6 Managing Backup and Recovery

This chapter explains instance recovery and how to use Recovery Manager (RMAN) to back up and restore Oracle Real Application Clusters (Oracle RAC) databases. This chapter also describes Oracle RAC instance recovery, parallel backup, recovery with SQL*Plus, and using the Flash Recovery Area in Oracle RAC. The topics in this chapter include:

RMAN Backup Scenario for Noncluster File System Backups
RMAN Restore Scenarios for Oracle Real Application Clusters
Instance Recovery in Oracle Real Application Clusters
Media Recovery in Oracle Real Application Clusters
Parallel Recovery in Oracle Real Application Clusters
Using a Flash Recovery Area in Oracle Real Application Clusters

Note:

For restore and recovery in Oracle RAC environments, you do not have to configure the instance that performs the recovery to also be the sole instance that restores all of the datafiles. In Oracle RAC, datafiles are accessible from every node in the cluster, so any node can restore archived redo log files.

RMAN Backup Scenario for Noncluster File System Backups

In a noncluster file system environment, each node can back up only its own local archived redo log files. For example, node 1 cannot access the archived redo log files on node 2 or node 3 unless you configure the network file system for remote access. If you configure a network file system file for backups, then each node will backup its archived redo logs to a local directory.

RMAN Restore Scenarios for Oracle Real Application Clusters

This section describes the following common RMAN restore scenarios:

Cluster File System Restore Scheme
Noncluster File System Restore Scheme
Using RMAN or Enterprise Manager to Restore the Server Parameter File (SPFILE)

Note:
The restore and recovery procedures in a cluster file system scheme do not differ substantially from Oracle single-instance scenarios.

Cluster File System Restore Scheme

The scheme that this section describes assumes that you are using the "Automatic Storage Management and Cluster File System Archiving Scheme". In this scheme, assume that node 3 performed the backups to a CFS. If node 3 is available for the restore and recovery operation, and if all of the archived logs have been backed up or are on disk, then run the following commands to perform complete recovery:

RESTORE DATABASE;
RECOVER DATABASE;

If node 3 performed the backups but is unavailable, then configure a media management device for one of the remaining nodes and make the backup media from node 3 available to this node.

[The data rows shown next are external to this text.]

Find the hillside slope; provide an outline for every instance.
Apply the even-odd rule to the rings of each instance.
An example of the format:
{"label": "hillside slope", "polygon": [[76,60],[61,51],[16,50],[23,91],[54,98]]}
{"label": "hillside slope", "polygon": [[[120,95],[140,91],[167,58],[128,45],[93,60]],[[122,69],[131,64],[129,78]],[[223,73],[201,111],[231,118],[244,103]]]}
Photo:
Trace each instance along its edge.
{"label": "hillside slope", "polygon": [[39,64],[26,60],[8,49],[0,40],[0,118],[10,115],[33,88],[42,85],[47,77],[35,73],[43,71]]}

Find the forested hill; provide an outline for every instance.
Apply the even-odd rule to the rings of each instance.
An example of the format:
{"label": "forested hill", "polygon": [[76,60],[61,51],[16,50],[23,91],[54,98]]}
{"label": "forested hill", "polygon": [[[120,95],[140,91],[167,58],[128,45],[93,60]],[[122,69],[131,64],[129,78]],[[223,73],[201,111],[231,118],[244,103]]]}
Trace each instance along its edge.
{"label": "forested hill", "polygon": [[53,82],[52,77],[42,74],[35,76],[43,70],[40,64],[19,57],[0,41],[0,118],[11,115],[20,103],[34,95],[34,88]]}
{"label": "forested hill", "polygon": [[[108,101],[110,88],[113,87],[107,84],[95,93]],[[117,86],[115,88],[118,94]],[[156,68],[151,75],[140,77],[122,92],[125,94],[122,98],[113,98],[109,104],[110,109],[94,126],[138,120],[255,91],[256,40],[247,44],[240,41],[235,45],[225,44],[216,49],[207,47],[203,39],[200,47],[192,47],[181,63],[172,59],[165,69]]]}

Noncluster File System Restore Scheme

The scheme that this section describes assumes that you are using the "Noncluster File System Local Archiving Scheme". In this scheme, each node archives locally to a different directory. For example, node 1 archives to /arc_dest_1, node 2 archives to /arc_dest_2, and node 3 archives to /arc_dest_3. You must configure a network file system file so that the recovery node can read the archiving directories on the remaining nodes.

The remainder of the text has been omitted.